Pour Pierre-Jacques Bastian, directeur de Campus Plus, qui accompagne des étudiants marocains dans leur projet d’études à l’étranger, les ressorts du burn-out étudiant sont clairs : « La charge de travail est souvent très importante, avec un rythme soutenu et des exigences élevées. Beaucoup d’étudiants travaillent énormément sans toujours comprendre clairement vers quel objectif ils avancent, et ce manque de sens, ajouté aux autres facteurs de pression, peut générer une fatigue mentale et une perte de motivation importante ».


La bonne nouvelle, c’est que les lignes bougent. Les établissements communiquent davantage sur leurs dispositifs d’accompagnement, les consultations psychologiques se démocratisent et les campagnes de sensibilisation se multiplient. Mais l’accès réel reste inégal et, surtout, la barrière symbolique demeure. « Ce qui ferait une vraie différence, selon moi, c’est d’avoir des solutions simples et réellement utilisables quand ça ne va pas : un accès rapide à un accompagnement, des démarches claires, et surtout un climat où demander de l’aide n’est pas vécu comme un aveu d’échec », explique Baha.


Du côté des solutions concrètes, Pierre-Jacques Bastian insiste : « Être organisé, planifier son travail et respecter des temps de repos permet de maintenir un équilibre. Préserver des moments de sociabilisation, d’activité physique et de détente est tout aussi important pour prévenir l’épuisement ».


Vers une performance durable

Et derrière le débat sur la santé mentale se cache une interrogation plus large : quelle idée de la réussite veut-on transmettre ? Une réussite qui brûle les étapes et les individus, ou une réussite qui s’inscrit dans le temps ? « En 2026, j’aimerais qu’on valorise davantage cette idée de performance durable : être ambitieux, oui, mais sans s’abîmer », nous confiait Baha dans un précédent article sur les attentes des étudiants.  La formule sonne comme un manifeste. Elle dit le refus d’une génération d’accepter l’épuisement comme norme. L’expérience internationale, souvent perçue comme un accélérateur de parcours, peut d’ailleurs jouer un rôle structurant si elle est pensée avec sens. « Une année de césure peut permettre d’apprendre une langue, d’acquérir une expérience professionnelle et de confirmer sa voie d’études. Les stages à l’étranger développent l’autonomie et l’ouverture internationale, ce qui renforce généralement la motivation. Bien organisés et avec un but précis c’est plutôt une aide au développement de l’étudiant », souligne Pierre-Jacques Bastian.

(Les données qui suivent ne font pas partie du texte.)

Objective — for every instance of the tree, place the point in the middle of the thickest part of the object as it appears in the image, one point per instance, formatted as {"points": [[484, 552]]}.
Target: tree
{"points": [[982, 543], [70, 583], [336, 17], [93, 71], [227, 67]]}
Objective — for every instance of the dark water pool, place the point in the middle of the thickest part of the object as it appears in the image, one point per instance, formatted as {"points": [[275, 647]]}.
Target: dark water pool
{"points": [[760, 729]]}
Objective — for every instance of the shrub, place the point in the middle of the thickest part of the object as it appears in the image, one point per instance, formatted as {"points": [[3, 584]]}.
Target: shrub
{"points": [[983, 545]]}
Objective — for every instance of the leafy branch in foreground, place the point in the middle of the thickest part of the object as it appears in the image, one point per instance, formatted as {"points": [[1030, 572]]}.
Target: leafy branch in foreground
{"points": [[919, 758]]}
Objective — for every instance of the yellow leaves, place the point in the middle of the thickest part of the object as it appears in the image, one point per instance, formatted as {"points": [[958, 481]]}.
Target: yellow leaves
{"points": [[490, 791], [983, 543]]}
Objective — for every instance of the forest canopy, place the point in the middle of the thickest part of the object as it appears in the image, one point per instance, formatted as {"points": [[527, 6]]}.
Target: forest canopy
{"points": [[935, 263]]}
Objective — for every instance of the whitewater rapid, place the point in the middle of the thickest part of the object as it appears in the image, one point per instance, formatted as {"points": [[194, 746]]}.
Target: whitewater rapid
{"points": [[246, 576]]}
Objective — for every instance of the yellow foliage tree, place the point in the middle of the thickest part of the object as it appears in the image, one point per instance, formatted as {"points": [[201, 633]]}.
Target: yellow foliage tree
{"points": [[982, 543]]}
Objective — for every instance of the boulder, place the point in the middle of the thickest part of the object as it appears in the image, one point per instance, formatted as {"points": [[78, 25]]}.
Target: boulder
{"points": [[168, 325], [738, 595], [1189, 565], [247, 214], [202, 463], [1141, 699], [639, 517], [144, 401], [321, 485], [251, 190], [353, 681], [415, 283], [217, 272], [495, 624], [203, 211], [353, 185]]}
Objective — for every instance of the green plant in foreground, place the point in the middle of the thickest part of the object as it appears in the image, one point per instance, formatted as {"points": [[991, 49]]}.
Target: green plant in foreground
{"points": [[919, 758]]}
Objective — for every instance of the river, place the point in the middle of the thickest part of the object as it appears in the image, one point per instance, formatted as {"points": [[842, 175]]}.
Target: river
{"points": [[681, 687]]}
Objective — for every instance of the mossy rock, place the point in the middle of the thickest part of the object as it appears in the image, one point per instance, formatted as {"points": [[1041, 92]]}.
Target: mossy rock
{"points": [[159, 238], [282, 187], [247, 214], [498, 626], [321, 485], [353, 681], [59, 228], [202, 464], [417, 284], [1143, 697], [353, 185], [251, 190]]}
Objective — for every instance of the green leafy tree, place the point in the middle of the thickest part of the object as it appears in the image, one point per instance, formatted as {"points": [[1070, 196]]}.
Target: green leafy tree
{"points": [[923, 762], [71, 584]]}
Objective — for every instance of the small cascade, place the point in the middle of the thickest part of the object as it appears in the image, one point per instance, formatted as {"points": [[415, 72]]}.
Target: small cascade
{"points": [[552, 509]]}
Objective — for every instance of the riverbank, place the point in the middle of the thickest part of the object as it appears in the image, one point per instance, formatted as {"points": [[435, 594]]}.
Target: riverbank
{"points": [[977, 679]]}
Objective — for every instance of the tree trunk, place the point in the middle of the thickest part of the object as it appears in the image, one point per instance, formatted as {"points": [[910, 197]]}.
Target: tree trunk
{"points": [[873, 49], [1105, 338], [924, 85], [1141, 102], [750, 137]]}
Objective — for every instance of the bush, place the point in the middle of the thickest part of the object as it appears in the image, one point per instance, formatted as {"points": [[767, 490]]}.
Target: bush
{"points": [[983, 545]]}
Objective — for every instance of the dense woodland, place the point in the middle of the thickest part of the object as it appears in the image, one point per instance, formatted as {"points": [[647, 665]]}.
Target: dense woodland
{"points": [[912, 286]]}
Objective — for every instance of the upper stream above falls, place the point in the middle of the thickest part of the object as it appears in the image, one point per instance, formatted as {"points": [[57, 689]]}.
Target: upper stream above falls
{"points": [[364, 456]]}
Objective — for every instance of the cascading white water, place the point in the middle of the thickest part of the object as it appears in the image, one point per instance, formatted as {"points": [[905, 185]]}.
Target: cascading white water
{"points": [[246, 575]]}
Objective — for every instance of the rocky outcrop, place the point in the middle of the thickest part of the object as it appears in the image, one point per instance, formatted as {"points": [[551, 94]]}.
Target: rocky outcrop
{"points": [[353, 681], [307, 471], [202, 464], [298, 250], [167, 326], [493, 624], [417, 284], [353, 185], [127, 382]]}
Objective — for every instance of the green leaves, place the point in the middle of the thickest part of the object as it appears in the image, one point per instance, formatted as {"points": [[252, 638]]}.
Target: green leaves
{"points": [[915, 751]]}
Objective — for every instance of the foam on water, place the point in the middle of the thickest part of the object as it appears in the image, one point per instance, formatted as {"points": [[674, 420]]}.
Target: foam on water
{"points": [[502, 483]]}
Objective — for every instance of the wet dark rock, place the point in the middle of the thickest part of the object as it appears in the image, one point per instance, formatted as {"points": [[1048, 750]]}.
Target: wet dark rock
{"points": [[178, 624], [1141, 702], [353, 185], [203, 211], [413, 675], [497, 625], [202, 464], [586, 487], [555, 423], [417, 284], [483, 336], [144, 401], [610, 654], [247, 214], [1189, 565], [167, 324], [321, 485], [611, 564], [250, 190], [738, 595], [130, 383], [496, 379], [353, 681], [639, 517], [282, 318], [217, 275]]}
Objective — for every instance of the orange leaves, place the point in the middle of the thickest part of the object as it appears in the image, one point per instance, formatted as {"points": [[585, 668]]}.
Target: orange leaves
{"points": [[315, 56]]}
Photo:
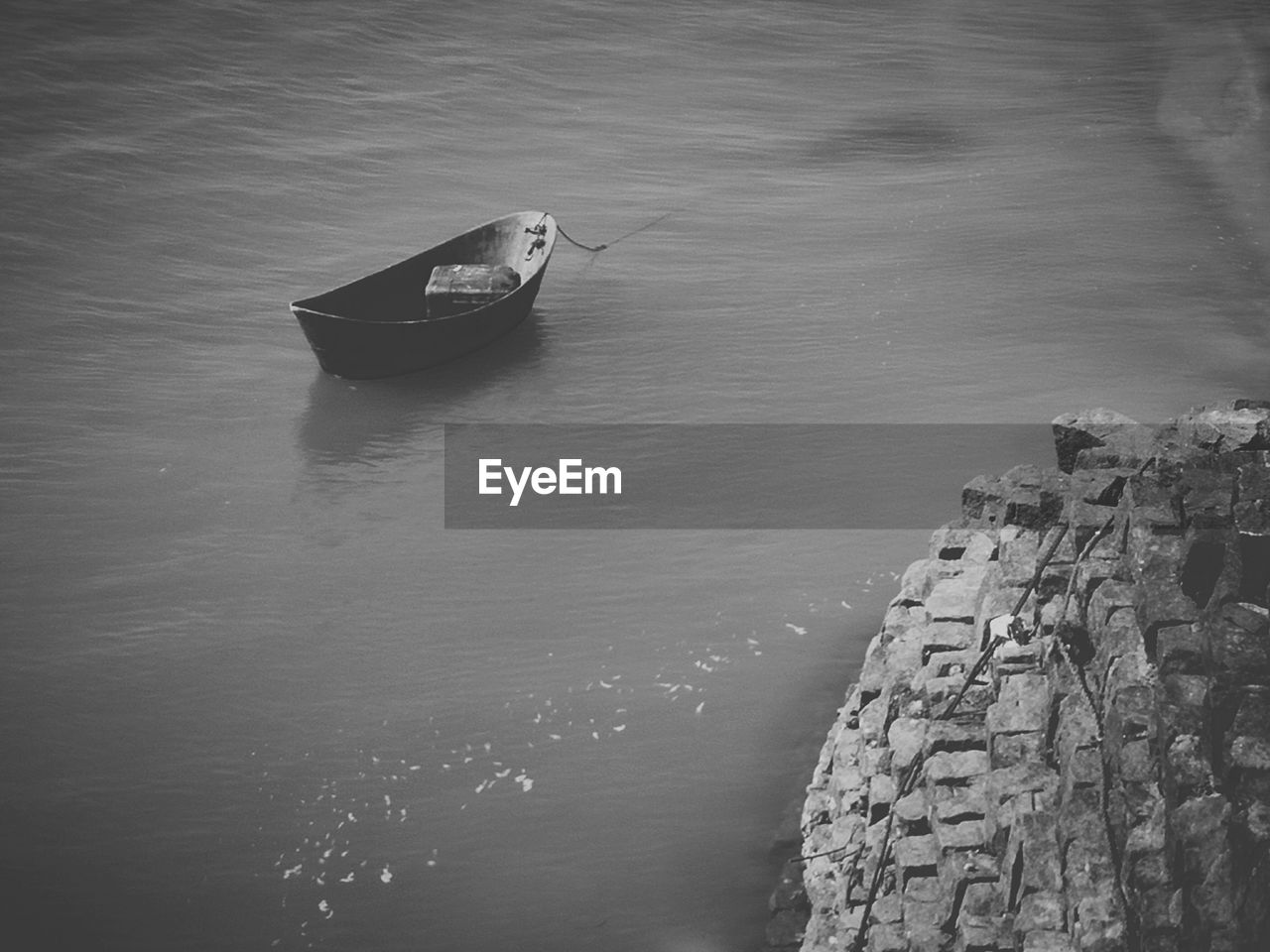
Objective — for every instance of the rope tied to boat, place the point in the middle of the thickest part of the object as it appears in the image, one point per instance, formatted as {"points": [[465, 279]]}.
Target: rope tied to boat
{"points": [[597, 249]]}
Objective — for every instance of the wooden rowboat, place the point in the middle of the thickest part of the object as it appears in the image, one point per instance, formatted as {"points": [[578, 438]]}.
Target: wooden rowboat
{"points": [[380, 325]]}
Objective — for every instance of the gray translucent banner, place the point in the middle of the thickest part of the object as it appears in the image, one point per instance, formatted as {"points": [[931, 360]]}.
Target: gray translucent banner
{"points": [[724, 476]]}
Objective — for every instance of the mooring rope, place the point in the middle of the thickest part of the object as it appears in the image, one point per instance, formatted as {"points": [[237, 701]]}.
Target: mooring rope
{"points": [[597, 249]]}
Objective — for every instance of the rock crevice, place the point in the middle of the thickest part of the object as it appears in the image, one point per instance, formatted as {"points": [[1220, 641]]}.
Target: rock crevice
{"points": [[1103, 779]]}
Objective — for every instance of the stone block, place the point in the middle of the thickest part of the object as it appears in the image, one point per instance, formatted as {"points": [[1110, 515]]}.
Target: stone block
{"points": [[1201, 826], [1044, 941], [1078, 728], [948, 636], [952, 737], [1161, 603], [1188, 770], [1010, 749], [938, 693], [1023, 706], [1043, 911], [1092, 428], [960, 837], [1032, 857], [1160, 914], [1225, 429], [953, 599], [916, 583], [956, 769], [912, 814], [916, 856], [1205, 499], [1019, 556], [1180, 649], [906, 738], [887, 937], [983, 502], [875, 719], [1100, 924], [1107, 598], [965, 544], [975, 933], [1251, 507], [1247, 742], [1239, 644]]}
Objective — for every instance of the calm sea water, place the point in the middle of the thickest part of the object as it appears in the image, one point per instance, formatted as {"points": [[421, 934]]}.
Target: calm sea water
{"points": [[254, 696]]}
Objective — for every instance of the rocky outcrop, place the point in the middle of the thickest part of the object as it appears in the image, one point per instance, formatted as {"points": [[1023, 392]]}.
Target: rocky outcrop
{"points": [[1095, 775]]}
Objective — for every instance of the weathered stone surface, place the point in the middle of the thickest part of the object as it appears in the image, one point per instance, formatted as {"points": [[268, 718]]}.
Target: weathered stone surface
{"points": [[1251, 503], [1092, 428], [1112, 794], [1023, 706], [1225, 429], [1239, 640]]}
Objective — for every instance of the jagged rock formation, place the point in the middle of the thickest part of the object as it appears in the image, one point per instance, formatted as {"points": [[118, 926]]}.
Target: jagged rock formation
{"points": [[1098, 775]]}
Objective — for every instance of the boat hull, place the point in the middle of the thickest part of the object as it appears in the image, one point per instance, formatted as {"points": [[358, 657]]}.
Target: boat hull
{"points": [[376, 326]]}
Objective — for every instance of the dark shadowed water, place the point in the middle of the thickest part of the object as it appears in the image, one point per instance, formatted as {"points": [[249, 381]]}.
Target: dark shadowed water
{"points": [[254, 696]]}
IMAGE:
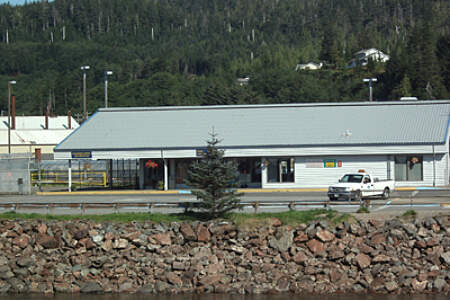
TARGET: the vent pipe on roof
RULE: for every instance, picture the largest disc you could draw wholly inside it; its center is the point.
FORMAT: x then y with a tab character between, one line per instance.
46	119
13	112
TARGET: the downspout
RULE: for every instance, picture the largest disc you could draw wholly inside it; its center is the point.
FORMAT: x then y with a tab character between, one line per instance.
434	167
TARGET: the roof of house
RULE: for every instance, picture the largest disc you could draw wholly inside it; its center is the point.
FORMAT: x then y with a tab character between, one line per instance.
239	126
31	130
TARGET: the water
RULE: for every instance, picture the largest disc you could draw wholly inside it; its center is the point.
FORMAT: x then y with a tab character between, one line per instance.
219	297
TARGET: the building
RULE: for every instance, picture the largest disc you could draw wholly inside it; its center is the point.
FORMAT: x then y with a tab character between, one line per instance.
361	58
275	146
28	133
309	66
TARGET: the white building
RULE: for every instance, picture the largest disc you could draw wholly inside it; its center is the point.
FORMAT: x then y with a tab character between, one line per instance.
28	133
362	57
309	66
275	146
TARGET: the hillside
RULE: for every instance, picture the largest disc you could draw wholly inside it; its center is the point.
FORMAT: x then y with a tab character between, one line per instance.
190	52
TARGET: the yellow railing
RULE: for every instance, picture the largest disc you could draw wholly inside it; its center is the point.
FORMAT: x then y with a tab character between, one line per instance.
87	178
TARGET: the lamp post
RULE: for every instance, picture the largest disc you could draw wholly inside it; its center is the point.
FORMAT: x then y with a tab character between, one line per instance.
370	80
9	114
106	86
84	68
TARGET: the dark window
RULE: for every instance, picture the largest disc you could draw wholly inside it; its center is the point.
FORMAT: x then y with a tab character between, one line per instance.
409	168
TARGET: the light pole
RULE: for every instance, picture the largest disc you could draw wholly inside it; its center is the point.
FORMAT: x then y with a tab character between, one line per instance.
84	68
370	80
9	114
106	86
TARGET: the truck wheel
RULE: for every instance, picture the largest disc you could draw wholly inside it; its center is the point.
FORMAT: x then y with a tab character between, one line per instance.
357	196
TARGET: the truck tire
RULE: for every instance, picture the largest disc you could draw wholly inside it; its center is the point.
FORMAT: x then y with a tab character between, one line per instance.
357	196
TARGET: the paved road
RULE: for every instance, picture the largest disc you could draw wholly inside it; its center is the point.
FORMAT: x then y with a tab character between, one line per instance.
428	200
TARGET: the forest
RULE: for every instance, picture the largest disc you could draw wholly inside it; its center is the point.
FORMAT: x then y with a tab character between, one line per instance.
191	52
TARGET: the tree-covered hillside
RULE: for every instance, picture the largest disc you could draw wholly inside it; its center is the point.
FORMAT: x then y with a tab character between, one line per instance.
190	52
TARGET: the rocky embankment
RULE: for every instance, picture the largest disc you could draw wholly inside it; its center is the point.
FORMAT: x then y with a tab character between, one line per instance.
361	257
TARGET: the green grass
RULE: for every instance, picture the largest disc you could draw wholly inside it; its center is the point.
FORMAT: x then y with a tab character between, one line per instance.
286	218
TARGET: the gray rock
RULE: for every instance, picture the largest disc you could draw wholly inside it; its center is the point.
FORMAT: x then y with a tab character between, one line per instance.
284	242
91	287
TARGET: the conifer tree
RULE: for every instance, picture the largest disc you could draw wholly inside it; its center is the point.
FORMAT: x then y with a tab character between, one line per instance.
213	181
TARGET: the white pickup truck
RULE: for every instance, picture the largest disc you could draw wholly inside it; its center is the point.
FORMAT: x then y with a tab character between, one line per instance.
359	185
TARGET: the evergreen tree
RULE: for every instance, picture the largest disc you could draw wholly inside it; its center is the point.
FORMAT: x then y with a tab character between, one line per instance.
214	181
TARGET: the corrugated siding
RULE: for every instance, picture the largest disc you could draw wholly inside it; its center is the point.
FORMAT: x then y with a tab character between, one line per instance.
261	126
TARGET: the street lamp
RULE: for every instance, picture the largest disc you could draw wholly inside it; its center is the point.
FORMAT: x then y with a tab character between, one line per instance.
106	86
370	80
84	68
9	114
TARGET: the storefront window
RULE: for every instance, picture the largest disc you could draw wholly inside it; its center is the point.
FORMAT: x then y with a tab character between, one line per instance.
280	169
409	168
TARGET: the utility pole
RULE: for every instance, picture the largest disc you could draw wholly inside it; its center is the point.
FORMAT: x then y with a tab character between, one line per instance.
370	80
84	68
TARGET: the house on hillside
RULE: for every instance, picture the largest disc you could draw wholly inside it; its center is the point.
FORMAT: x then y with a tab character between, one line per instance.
361	58
309	66
28	133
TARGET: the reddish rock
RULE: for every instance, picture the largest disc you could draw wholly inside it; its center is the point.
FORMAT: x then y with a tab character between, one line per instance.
173	278
46	241
315	246
162	239
378	239
203	234
42	228
300	257
301	237
381	258
419	286
187	231
325	236
362	260
22	241
210	280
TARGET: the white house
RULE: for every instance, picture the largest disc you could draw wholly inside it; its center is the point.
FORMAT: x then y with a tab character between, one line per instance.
275	146
309	66
362	57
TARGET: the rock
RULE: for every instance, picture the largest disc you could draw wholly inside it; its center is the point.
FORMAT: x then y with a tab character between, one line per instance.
120	244
174	279
419	286
391	286
187	232
315	246
91	287
46	241
284	242
325	236
162	239
445	257
203	234
210	280
362	260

« En 2026, j’aimerais qu’on valorise davantage cette idée de performance durable : être ambitieux, oui, mais sans s’abîmer », Baha, étudiant aux Ponts et Chaussées

Il ne s’agit pas de dresser le portrait d’une génération fragile. Les étudiants d’aujourd’hui cumulent les défis : incertitudes économiques, crises climatiques, tensions géopolitiques, transformations du marché du travail... Ce qui évolue, ce n’est pas leur capacité à encaisser, mais leur refus de considérer l’épuisement comme une étape obligatoire. La question n’est plus de savoir si la santé mentale mérite d’être prise au sérieux, mais comment l’intégrer concrètement dans le fonctionnement des établissements : simplifier l’accès aux soins, rendre les calendriers plus lisibles, former les équipes pédagogiques au repérage des signaux faibles, libérer la parole, etc.  Les solutions existent déjà, encore faut-il les rendre visibles et accessibles.